In 1954, Twombly was drafted and trained as a cryptographer in the U.S. Army. While serving, he would draw in the dark, following a Surrealist technique. His blind art symbolized his struggle to pin down a concrete philosophy.

"It is a lot more interesting to think about than it is to see," Richards wrote, but concluded, "The big ideas [implied] are not really there."

Twombly was asked to paint a ceiling of the Louvre museum in Paris in 2010, the first artist given the honor since Georges Braque in the 1950s. His unusually-colored work was inspired by the colors he found in a Chinese print as well the blue of early Italian Renaissance artist Giotto, who used paint made from lapis lazuli.
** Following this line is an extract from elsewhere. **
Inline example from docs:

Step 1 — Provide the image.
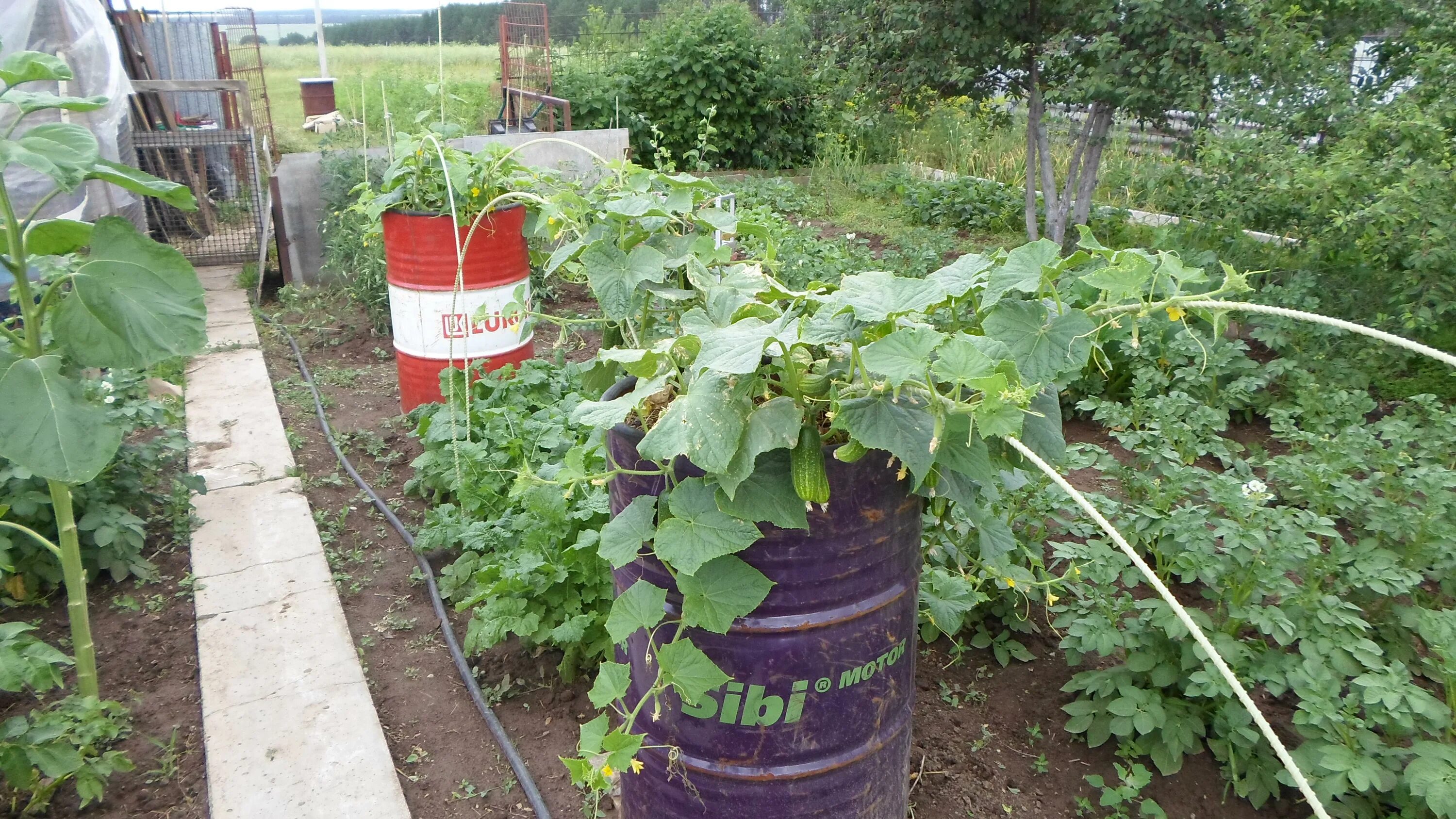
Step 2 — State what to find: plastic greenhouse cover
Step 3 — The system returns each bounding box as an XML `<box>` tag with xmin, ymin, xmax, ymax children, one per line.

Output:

"I was just thinking of the blue with the disks on it, it's totally abstract.... It's that simple," Twombly told The Associated Press at the time.

Simple or not, his work fetched millions at auction: An untitled Twombly painting set an auction record for the artist at a 2002 Sotheby's sale, fetching 5.6 million euros. Before that, a 1990 Christie's auction set a record for Twombly, with his 1971 untitled blackboard painting going for $5.5 million.

In 2007, a woman was arrested in France for kissing an all-white canvas he painted, worth about $2 million. Restorers had trouble getting the lipstick off, and she was ordered to pay hundreds of dollars to the owner and the gallery -- and $1.50 to the artist himself.

In 1954, he left the United States for Rome because the U.S. was becoming too "proletariat," as he told Vogue. In 1959, he married Luisa Tatiana Franchetti and they had a son, Alessandro Cyrus.

In 1980, he opened his first major sculpture show at the National Gallery of Art in Washington, D.C. The exhibit was still able to ignite the old controversy about whether what he made was really art and whether what he possessed was really talent.

To some it looked like the debris in a carpenter's shop with planks and crudely nailed boxes slathered with white paint and plaster. For others, it was an eloquent reminder of the ancient Mediterranean.

Mezil, the Avignon gallery director, said that his work only got better with time. Twombly's June show there was "the most beautiful exhibit before his death," he said.

The Associated Press contributed to this report.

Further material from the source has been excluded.